Hallo,ich habe da eine Frage genauergesagt meiner Mutter.Meine Mutter ist 55 ihr wurde vor fünf Jahren osteophenie festgestellt,dass ist die vorstufe von Osteoporose.Seit halbem Jahr klagt sie schreckliche Schmerzen im linken Fuss.Heute sagte der Orthopäde dass es warscheinlich gebrochen ist und dass sie eine Knochendicht messen lassen soll weil er denkt dass sie warscheinlich osteoporose hat.Als ich ihn fragte was man bei osteopenie macht.Sagte er man muss es therapieren z.B mit Vitamin D um es nicht zu Osteoporose kommt und nicht zu Pruch kommt.Und als meine Mutter die alte Unterlagen vom Arzt kopieren lässt haben wir gelesen dass es damals schon vom Knochendichtemeesstelle extra erwähnt dass sie unbedingt Medikamente nehmen muss und jedes die Messung machen muss.Also kurzgesagt obwohl der Orthopäde seit fünf Jahren Bescheit wusste hat er nichts Unternommen.Unt jetzt ist es gebrochen.Dass ist doch eine riesen Schweinerei?Kann meine Mutter ihn verklagen?
Danke und LG
Hallo,
also meines Wissens stellt der Facharzt (der Orthopäde) die Veränderung fest und schreibt sie nieder (der alte Arztbrief).
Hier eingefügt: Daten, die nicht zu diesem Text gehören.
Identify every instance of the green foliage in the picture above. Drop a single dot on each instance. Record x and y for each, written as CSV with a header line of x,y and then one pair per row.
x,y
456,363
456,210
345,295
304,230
Interessant wäre es jetzt, was genau danach passiert ist. Hat der Orthopäde mit deiner Mutter ein Abschlussgespräch geführt? Hat sich deine Mutter in die weitere hausärztliche Versorgung begeben?
Der Hausarzt bekommt eigentlich einen ausführlichen Bericht und auch nach der Behandlung beim Orthopäden muss sich deine Mutter zeitnah beim Hausarzt vorstellen, damit die im Arztbrief erwähnten Medikamente rezeptiert werden können. Diese verschreibt nämlich nicht der Orthopäde, sondern der Hausarzt auf Basis des Arztbriefes.
Darum muss man sich kümmern. Der Orthopäde kann die Mutter ja nicht zwingen zum Hausarzt zu gehen.
GDA
damit die im
Arztbrief erwähnten Medikamente rezeptiert werden können.
Diese verschreibt nämlich nicht der Orthopäde, sondern der
Hausarzt auf Basis des Arztbriefes.
Da das Zeug nicht rezeptpflichtig ist, muß man es ohnehin selber kaufen.
@ UP
Verklagen ist immer gut. Nach Einschaltung eines Rechtsanwaltes heilt es schneller. Jetzt müßte man nur noch nachweisen, daß bei Ennahme von Vitamin D das alles nicht passiert wäre.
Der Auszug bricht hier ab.